Captain Peacock has become the poster boy for the most sensible recent change to harness racing’s handicapping system.
The former New Zealand Derby winner made it back to back wins in the feature pace at Oamaru on Saturday, downing Blazing N Cullen in a punishing finish to the grass track marathon.
It was his second win in as many Saturdays and suggests there is still plenty of profitable racing left in the seven-year-old.
But that didn’t look the case just a few months ago.
A victim of his early success, when he won an admittedly weakish New Zealand Derby four years ago, Captain Peacock soon found himself on the cusp of open class, which basically made him a whipping boy for our best pacers.
“He was up there and going the odd good race but he wasn’t good enough to beat those horses,” admits trainer Dean Taylor.
Captain Peacock’s saviour has been the implementation of a drop back system in harness racing handicapping, which means if you struggle for too long in one grade, you drop back to another.
Or in the case of Captain Peacock, if you don’t win for a couple of years, you drop back a few grades and start over again in a grade you can be competitive in.
“It has given him a second life,” says Taylor.
“I think it has been a great move from Harness Racing New Zealand because otherwise this old fella would have been struggling around behind the likes of Adore Me at the Cup carnival.
“And what other option would we have had? Sell him for almost nothing?
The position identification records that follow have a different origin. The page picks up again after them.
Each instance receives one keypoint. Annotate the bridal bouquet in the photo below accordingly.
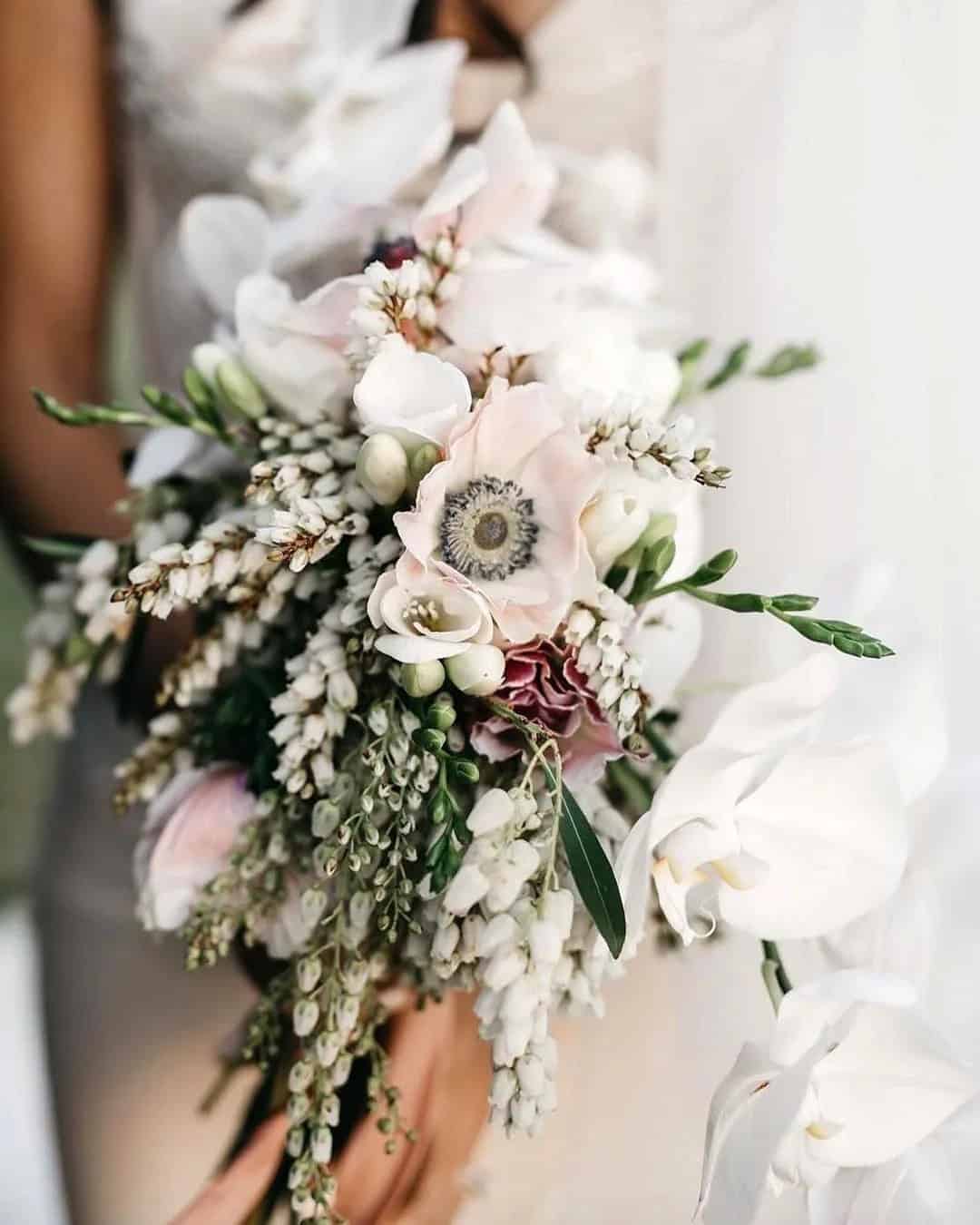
(436, 525)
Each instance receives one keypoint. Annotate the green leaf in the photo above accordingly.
(732, 365)
(794, 603)
(735, 602)
(91, 414)
(693, 352)
(591, 868)
(788, 360)
(713, 570)
(63, 548)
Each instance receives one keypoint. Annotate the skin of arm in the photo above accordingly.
(54, 248)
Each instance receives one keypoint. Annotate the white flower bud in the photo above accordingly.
(466, 889)
(420, 680)
(305, 1015)
(493, 810)
(478, 671)
(612, 524)
(322, 1145)
(206, 359)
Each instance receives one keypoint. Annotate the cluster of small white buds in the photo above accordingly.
(512, 936)
(610, 671)
(631, 431)
(309, 529)
(44, 702)
(282, 479)
(279, 436)
(312, 712)
(177, 574)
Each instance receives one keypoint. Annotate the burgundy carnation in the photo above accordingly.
(542, 682)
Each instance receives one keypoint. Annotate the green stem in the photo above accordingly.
(774, 973)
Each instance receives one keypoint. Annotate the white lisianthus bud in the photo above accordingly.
(612, 524)
(478, 671)
(206, 359)
(305, 1015)
(420, 680)
(382, 468)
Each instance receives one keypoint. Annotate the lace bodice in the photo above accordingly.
(205, 91)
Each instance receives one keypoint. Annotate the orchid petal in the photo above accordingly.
(892, 1082)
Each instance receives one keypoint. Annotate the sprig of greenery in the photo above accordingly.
(786, 360)
(790, 608)
(588, 863)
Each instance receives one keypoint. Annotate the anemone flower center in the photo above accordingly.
(487, 529)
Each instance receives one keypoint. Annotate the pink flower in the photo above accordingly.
(189, 835)
(543, 683)
(501, 514)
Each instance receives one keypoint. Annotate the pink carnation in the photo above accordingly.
(543, 683)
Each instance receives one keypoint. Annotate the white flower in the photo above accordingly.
(478, 671)
(189, 833)
(495, 189)
(303, 373)
(495, 516)
(851, 1078)
(414, 396)
(790, 839)
(426, 616)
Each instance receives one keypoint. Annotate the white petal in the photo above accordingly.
(891, 1082)
(405, 391)
(224, 239)
(832, 829)
(766, 717)
(750, 1112)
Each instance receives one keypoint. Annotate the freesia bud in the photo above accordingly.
(240, 389)
(478, 671)
(420, 680)
(206, 359)
(382, 468)
(612, 524)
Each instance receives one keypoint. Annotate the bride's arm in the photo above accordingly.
(54, 238)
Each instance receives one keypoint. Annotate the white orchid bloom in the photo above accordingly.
(414, 396)
(304, 374)
(786, 838)
(851, 1078)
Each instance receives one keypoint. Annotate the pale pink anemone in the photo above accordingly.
(190, 830)
(426, 615)
(543, 683)
(501, 514)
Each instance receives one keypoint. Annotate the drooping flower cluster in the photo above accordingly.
(422, 520)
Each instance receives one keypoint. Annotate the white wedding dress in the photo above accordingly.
(763, 137)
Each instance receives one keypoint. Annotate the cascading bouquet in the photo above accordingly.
(436, 525)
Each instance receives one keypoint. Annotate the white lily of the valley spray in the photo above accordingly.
(851, 1077)
(784, 838)
(499, 916)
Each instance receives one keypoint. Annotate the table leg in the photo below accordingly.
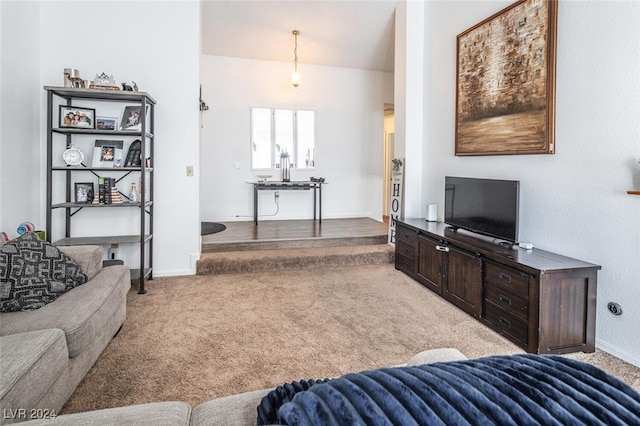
(320, 202)
(255, 204)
“Now he is in a grade where he belongs and we couldn’t be happier. It is what he deserves.”
Aiding in the rejuvenation process has been Taylor decision to send Captain Peacock for regular beach sessions with Regan Todd, who drove him to win on Saturday.
“Regan runs the beach training side of Mark Jones’s operation and it has helped freshen this horse up mentally too.” The refreshed, re-graded Captain Peacock could now head to the West Coast circuit starting at Westport on Boxing Day, where he could tackle three races in four days almost identical to the ones he has won recently.
He could meet one of the other impressive winners from Saturday, Mossdale Conner, who could head to the Coast as part of a strong representation from the Greg and Nina Hope stable.
Another to catch the eye on Saturday was Robyn’s Raider, who bolted away to give trainer Robert Dunn a double for the day.
That followed on from his four winners at Alexandra Park on Friday night and saw Dunn finish Saturday a clear second on the national trainer’s premiership with 27 wins, 11 behind the Mark Purdon/Natalie Rasmussen team.
Robyn’s Raider was driven by Nathan Williamson as part of the meeting’s Brothers In Arms promotion, which saw pairs of brothers from around the country competing against each other on a points table.
It was a huge home town victory with Williamson and his brother Matthew making light work of the visiting teams, with the latter driving three winners on the day.